No requiere conversión.
Es el retinoide con mayor evidencia científica para:
- Fotoenvejecimiento.
- Arrugas.
- Acné.
- Melasma (en combinación con otros tratamientos).
Requiere supervisión médica debido a su mayor potencial irritativo.
Tazaroteno
Es uno de los retinoides más potentes disponibles.
Se utiliza en:
- Acné.
- Psoriasis.
- Fotoenvejecimiento avanzado.
Produce mejores resultados en algunos pacientes, aunque también presenta mayor riesgo de irritación.
¿Cómo comenzar a usar un retinoide?
La introducción gradual reduce significativamente la irritación.
Una estrategia habitual consiste en:
Semanas 1–2
- 2 noches por semana.
Semanas 3–4
- 3 noches por semana.
Posteriormente
- Aumentar progresivamente según la tolerancia hasta llegar a uso nocturno.
Aplicar una cantidad aproximada al tamaño de un chícharo para todo el rostro.

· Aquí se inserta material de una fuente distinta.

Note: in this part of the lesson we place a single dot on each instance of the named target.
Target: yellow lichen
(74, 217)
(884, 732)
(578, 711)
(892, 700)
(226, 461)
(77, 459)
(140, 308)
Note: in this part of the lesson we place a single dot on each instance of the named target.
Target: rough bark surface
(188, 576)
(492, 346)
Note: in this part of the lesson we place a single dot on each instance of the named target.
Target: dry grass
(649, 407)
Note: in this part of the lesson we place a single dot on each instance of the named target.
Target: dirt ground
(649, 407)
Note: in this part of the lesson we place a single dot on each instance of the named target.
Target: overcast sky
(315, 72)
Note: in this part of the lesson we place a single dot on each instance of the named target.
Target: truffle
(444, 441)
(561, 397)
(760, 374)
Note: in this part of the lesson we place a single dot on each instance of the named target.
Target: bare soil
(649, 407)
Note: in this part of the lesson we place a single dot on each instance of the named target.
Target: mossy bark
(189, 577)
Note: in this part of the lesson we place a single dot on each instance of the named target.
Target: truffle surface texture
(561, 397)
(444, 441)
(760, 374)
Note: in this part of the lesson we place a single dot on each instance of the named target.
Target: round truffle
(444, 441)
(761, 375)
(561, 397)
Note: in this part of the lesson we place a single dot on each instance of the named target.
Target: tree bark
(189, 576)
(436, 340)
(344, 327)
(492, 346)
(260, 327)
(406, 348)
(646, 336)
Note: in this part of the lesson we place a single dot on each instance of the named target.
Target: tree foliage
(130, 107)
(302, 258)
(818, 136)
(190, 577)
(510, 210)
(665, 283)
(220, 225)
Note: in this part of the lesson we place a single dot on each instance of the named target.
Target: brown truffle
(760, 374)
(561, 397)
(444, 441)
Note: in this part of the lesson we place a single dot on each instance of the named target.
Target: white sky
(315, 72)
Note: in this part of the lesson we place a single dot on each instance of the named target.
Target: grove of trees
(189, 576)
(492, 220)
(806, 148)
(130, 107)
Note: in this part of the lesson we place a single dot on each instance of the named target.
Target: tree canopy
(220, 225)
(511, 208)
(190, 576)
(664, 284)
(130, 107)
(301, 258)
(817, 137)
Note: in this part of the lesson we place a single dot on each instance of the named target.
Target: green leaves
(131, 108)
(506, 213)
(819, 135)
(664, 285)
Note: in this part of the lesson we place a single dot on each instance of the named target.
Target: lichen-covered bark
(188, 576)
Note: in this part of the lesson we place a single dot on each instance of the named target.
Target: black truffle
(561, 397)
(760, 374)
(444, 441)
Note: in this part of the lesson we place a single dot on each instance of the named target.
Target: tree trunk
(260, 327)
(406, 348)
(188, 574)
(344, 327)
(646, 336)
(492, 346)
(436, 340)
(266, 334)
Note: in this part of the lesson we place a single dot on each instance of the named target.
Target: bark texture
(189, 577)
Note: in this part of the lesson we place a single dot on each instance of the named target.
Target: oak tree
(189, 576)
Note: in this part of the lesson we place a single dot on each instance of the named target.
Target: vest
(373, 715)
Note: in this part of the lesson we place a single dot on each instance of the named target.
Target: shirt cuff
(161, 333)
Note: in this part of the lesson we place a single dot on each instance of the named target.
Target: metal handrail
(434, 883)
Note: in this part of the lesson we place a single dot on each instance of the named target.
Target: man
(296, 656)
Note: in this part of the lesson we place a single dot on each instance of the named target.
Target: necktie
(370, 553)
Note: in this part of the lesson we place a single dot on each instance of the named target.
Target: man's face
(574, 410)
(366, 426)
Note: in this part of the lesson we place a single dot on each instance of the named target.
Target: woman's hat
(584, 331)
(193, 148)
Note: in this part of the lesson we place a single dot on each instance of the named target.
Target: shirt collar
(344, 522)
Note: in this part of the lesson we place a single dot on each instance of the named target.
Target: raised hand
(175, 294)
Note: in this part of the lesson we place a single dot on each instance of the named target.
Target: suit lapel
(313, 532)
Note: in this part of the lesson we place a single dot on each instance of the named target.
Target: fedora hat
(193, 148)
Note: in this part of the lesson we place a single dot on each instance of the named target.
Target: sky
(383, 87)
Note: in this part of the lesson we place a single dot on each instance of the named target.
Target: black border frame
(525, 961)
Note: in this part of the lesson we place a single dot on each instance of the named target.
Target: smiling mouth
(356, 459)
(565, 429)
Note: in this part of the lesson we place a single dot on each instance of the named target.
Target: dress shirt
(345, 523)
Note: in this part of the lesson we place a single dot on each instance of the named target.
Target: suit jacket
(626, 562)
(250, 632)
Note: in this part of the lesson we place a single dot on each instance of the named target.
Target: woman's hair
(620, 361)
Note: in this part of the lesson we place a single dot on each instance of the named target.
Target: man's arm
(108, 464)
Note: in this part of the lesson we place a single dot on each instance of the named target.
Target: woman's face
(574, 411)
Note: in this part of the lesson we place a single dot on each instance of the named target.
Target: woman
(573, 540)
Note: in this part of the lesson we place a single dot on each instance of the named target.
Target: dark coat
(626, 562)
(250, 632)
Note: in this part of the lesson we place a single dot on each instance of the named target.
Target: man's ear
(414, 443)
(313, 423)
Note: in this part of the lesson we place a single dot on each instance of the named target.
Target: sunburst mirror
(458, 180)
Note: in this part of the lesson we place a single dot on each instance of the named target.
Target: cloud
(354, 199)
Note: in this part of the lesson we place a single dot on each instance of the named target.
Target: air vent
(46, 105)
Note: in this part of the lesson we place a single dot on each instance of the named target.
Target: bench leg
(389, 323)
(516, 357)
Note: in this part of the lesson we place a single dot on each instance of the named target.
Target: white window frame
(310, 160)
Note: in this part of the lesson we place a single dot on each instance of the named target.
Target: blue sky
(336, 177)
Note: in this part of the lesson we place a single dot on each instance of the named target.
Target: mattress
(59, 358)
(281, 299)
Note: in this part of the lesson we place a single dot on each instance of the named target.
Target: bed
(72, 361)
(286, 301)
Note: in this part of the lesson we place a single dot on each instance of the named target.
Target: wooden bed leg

Efectos secundarios frecuentes
Durante las primeras semanas es normal presentar:
- Resequedad.
- Enrojecimiento.
- Descamación.
- Sensación de ardor leve.
- Mayor sensibilidad.
Estos síntomas suelen disminuir conforme la piel desarrolla tolerancia.
¿Con qué ingredientes se pueden combinar?
Sí
- Ceramidas
- Ácido hialurónico
- Niacinamida
- Péptidos
- Protector solar
Con precaución
- Ácidos exfoliantes (AHA/BHA)
- Peróxido de benzoilo (excepto adapaleno)
- Exfoliantes físicos
¿Quiénes deben evitar los retinoides?
No se recomienda su uso durante el embarazo. En lactancia, algunos retinoides tópicos pueden considerarse en situaciones específicas bajo valoración médica, especialmente evitando su aplicación sobre el pecho y áreas con contacto directo con el lactante. Las personas con eccema activo, dermatitis severa o una barrera cutánea muy comprometida pueden requerir primero estabilizar la piel antes de iniciar el tratamiento.

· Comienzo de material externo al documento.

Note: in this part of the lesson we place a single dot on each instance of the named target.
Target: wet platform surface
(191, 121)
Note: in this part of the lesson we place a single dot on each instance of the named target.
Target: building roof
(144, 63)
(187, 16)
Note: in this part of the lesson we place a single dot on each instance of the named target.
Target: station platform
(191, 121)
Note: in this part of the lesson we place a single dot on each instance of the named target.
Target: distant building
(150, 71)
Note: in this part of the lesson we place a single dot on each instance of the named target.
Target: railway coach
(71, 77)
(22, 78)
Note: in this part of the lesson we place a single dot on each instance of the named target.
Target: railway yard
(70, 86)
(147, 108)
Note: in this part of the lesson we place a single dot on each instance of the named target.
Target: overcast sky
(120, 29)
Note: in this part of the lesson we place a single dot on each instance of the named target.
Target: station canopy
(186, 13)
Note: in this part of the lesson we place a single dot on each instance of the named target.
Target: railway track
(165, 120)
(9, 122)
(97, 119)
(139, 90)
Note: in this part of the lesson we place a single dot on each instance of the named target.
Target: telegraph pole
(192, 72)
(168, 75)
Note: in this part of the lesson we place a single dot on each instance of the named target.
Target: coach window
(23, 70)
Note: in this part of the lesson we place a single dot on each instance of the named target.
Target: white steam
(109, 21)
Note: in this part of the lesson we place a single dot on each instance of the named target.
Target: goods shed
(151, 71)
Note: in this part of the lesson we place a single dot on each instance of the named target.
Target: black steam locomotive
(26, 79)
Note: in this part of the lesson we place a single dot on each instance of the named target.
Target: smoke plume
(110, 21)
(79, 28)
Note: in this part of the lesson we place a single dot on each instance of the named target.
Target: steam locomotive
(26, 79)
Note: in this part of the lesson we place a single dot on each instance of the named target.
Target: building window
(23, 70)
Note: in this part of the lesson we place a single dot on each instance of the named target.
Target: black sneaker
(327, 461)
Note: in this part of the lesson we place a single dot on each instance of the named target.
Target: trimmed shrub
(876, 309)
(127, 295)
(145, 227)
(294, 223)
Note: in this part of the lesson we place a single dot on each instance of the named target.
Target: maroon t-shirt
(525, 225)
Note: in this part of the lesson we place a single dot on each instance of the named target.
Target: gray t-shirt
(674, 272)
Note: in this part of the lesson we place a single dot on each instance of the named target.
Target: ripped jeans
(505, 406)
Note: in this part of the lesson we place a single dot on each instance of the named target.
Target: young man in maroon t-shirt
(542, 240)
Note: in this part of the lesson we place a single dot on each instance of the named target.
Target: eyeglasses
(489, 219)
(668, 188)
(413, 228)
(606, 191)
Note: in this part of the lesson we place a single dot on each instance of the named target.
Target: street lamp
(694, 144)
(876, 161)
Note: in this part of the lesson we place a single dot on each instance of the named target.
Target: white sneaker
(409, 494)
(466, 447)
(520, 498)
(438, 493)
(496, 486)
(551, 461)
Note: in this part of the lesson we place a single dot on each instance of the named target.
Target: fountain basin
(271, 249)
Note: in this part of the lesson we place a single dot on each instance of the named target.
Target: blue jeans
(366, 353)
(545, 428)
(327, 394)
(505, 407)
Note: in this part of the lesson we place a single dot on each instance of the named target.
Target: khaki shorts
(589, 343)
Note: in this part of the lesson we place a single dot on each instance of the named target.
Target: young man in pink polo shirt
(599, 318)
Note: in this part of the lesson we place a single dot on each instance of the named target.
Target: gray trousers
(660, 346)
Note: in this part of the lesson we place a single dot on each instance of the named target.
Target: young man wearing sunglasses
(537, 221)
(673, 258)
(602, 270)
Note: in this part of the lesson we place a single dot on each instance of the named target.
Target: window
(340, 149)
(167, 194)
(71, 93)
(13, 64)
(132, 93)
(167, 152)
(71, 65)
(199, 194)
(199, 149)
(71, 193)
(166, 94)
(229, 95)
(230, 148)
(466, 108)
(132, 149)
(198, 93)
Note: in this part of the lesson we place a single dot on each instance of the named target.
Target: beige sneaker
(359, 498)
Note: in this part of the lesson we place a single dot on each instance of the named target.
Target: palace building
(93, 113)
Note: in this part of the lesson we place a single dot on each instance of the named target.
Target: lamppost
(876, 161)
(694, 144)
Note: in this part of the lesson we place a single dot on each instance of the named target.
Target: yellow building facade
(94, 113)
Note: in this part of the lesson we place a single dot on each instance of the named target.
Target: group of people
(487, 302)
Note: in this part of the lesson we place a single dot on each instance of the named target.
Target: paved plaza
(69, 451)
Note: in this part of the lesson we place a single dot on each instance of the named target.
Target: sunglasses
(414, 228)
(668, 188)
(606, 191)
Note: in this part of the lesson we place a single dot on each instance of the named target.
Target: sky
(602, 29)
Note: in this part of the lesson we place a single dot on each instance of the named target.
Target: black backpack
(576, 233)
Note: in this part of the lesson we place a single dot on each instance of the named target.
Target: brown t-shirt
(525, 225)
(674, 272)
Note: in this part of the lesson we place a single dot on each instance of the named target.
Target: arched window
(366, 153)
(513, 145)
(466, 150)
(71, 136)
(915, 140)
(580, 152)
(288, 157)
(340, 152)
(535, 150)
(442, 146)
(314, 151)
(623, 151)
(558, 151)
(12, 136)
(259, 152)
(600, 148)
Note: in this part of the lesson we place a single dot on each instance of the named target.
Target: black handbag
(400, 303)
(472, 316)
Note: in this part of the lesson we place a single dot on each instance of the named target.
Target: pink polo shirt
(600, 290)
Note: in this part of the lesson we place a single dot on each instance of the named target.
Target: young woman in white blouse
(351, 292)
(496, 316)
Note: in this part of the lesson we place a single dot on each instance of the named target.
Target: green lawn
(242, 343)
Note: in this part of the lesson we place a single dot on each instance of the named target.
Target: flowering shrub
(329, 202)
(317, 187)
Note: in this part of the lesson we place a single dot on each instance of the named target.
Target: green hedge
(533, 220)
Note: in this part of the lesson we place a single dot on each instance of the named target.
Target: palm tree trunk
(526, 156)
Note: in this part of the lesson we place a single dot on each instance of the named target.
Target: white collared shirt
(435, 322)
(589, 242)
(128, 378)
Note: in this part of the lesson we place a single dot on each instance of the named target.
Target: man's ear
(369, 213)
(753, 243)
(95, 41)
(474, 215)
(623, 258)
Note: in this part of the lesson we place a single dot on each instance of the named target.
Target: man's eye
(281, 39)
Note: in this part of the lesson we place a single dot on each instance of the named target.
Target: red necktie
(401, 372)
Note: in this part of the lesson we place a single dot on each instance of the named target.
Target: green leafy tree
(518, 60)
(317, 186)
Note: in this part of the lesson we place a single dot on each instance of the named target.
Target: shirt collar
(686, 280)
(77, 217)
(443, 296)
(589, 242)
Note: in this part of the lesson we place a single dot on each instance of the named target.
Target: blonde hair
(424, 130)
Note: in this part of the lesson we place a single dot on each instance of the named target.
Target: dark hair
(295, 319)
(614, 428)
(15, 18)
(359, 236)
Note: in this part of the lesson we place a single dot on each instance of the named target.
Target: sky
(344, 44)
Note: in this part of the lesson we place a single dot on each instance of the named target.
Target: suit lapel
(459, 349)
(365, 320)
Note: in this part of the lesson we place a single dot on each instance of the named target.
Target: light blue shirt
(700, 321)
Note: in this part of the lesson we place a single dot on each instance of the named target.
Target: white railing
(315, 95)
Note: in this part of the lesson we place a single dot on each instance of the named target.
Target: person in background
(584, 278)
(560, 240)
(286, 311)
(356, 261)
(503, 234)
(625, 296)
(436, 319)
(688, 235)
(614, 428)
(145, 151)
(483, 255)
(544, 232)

Mitos sobre los retinoides
"La piel se adelgaza."
Falso. A largo plazo aumentan el grosor de la dermis al estimular la síntesis de colágeno.
"No pueden usarse en verano."
Falso. Pueden utilizarse durante todo el año si se acompaña de una adecuada fotoprotección.
"Entre más cantidad, mejores resultados."
Falso. Aplicar más producto aumenta la irritación, pero no mejora la eficacia.
Conclusión
Los retinoides son uno de los tratamientos tópicos con mayor respaldo científico para el acné y el fotoenvejecimiento. Elegir la molécula adecuada, iniciar de forma gradual y mantener una hidratación adecuada junto con el uso diario de protector solar son las claves para obtener beneficios sostenidos y minimizar los efectos adversos.
Referencias recomendadas
- American Academy of Dermatology. Guidelines of care for the management of acne vulgaris (2024).
- American Academy of Dermatology. Topical Retinoids in Acne and Photoaging.
- European Academy of Dermatology and Venereology. Guidelines for topical retinoids.
- Kang S, et al. Fitzpatrick's Dermatology, 9.ª edición.
- Bolognia JL, Schaffer JV, Cerroni L. Dermatology, 5.ª edición.